During FDB migrations from FDB 6 to FDB 7 including Storage engine migration to Redwood as well. The FDB K8s operator for some of our clusters was stuck reporting the following error:
fdb-kubernetes-operator-controller-manager-85f867b4c-czckp manager {"level":"error",
"ts":1688475467.4898155,
"logger":"fdbclient",
"msg":"Error from FDB command",
"namespace":"timeseries",
"cluster":"foundationdb-cluster",
"code":1,
"stdout":"Unexpected error loading cluster file `/tmp/dcabf3f4-c179-4894-a554-cce8a9986a60': 1513 File could not be read\n",
"stderr":"",
"error":"exit status 1",
"stacktrace":"github.com/FoundationDB/fdb-kubernetes-operator/fdbclient.(*cliAdminClient).ExcludeProcesses\n\t/workspace/fdbclient/admin_client.go:442\n
github.com/FoundationDB/fdb-kubernetes-operator/internal/statuschecks.CanSafelyRemoveFromStatus
\n\t/workspace/internal/statuschecks/status_checks.go:139
\ngithub.com/FoundationDB/fdb-kubernetes-operator/internal/removals.GetRemainingMap
\n\t/workspace/internal/removals/remove.go:146
\ngithub.com/FoundationDB/fdb-kubernetes-operator/controllers.removeProcessGroups.reconcile
\n\t/workspace/controllers/remove_process_groups.go:61
\ngithub.com/FoundationDB/fdb-kubernetes-operator/controllers.(*FoundationDBClusterReconciler).Reconcile
\n\t/workspace/controllers/cluster_controller.go:183
\nsigs.k8s.io/controller-runtime/pkg/internal/controller.(*Controller).Reconcile
\n\t/go/pkg/mod/sigs.k8s.io/controller-runtime@v0.12.3/pkg/internal/controller/controller.go:121
\nsigs.k8s.io/controller-runtime/pkg/internal/controller.(*Controller).reconcileHandler
\n\t/go/pkg/mod/sigs.k8s.io/controller-runtime@v0.12.3/pkg/internal/controller/controller.go:320
\nsigs.k8s.io/controller-runtime/pkg/internal/controller.(*Controller).processNextWorkItem
\n\t/go/pkg/mod/sigs.k8s.io/controller-runtime@v0.12.3/pkg/internal/controller/controller.go:273
\nsigs.k8s.io/controller-runtime/pkg/internal/controller.(*Controller).Start.func2.2
\n\t/go/pkg/mod/sigs.k8s.io/controller-runtime@v0.12.3/pkg/internal/controller/controller.go:234"}
Somehow the Operator end up in a situation where the connection string stored in /tmp/dcabf3f4-c179-4894-a554-cce8a9986a60
was empty.

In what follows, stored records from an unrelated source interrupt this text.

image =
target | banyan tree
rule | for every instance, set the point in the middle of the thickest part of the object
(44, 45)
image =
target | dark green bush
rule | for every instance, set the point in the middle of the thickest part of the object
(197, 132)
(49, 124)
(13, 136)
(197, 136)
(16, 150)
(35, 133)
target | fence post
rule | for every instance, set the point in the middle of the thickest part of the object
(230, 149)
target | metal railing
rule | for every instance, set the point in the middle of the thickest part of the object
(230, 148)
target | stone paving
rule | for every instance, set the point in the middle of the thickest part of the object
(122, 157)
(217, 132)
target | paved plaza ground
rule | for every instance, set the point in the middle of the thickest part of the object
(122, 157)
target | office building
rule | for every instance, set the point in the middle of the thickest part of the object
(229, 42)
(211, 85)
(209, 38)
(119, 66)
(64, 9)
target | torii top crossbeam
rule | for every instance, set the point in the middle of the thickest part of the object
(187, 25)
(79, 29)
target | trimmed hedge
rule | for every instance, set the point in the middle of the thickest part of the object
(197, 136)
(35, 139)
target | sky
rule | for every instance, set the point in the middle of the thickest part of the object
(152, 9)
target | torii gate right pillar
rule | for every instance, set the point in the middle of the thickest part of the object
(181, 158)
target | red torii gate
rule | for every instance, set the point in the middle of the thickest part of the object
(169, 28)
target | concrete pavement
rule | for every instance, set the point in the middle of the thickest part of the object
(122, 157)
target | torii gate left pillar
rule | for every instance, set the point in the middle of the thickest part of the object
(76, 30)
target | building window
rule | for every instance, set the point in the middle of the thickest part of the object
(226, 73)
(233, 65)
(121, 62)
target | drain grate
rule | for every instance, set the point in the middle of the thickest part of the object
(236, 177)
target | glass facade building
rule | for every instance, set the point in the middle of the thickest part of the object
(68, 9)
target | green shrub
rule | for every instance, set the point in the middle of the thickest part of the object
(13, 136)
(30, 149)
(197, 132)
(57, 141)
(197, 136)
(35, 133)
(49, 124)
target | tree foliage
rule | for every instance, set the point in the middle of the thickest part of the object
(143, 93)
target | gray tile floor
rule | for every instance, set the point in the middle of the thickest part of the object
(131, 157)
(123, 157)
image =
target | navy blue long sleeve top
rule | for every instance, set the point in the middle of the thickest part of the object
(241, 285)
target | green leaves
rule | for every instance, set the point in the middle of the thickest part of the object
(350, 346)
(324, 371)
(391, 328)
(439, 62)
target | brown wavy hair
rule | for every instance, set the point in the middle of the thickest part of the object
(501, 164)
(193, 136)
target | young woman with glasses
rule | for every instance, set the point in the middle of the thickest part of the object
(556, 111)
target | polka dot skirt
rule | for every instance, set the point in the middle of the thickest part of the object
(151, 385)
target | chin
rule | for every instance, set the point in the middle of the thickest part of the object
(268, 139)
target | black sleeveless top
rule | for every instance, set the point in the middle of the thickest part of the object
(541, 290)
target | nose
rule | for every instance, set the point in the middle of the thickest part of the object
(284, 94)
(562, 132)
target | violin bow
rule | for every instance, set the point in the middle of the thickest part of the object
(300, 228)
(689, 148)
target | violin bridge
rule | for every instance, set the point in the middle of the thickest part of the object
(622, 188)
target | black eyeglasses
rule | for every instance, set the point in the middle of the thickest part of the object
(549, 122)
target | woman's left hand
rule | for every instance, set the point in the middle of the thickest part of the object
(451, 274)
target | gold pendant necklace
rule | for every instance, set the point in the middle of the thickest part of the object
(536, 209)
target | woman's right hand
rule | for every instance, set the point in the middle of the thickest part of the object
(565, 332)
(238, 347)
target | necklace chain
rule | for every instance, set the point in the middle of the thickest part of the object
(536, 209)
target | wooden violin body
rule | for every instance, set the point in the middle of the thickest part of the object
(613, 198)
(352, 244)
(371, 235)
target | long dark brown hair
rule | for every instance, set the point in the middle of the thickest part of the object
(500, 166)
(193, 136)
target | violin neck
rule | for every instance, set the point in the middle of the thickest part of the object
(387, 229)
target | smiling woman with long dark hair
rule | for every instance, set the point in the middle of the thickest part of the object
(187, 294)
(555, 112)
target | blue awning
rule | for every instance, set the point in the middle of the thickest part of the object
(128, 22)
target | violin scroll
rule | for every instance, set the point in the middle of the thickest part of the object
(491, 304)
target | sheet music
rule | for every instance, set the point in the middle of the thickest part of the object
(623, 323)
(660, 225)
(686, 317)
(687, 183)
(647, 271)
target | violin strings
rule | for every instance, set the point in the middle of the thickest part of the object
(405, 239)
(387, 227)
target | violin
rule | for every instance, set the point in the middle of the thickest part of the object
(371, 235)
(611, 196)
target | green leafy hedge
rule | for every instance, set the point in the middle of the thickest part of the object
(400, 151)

Because of this the adminClient was failing to read the file and returning the error again and again without being able to make progress.
All the processes in the FoundationDBCluster CRD status had the missingProcesses and the incorrectConfigMap conditions. The process causing the blockage had the removalTimestamp
set.
Excluding the process marked for removal and editing the cluster status and marking the process marked for removal as excluded by setting the exclussionTimestamp
unlocked the operator.
The cluster status also had the HasIncorrectConfigMap flag set to true.
So at some point the operator set the cluster.Status.Connection string to “” and then was not able to load it again resulting in an empty cluster file under /tmp/dcabf3f4-c179-4894-a554-cce8a9986a60
This feels like a corner case but if it rings any bells and requires a fix. I am happy to work on it.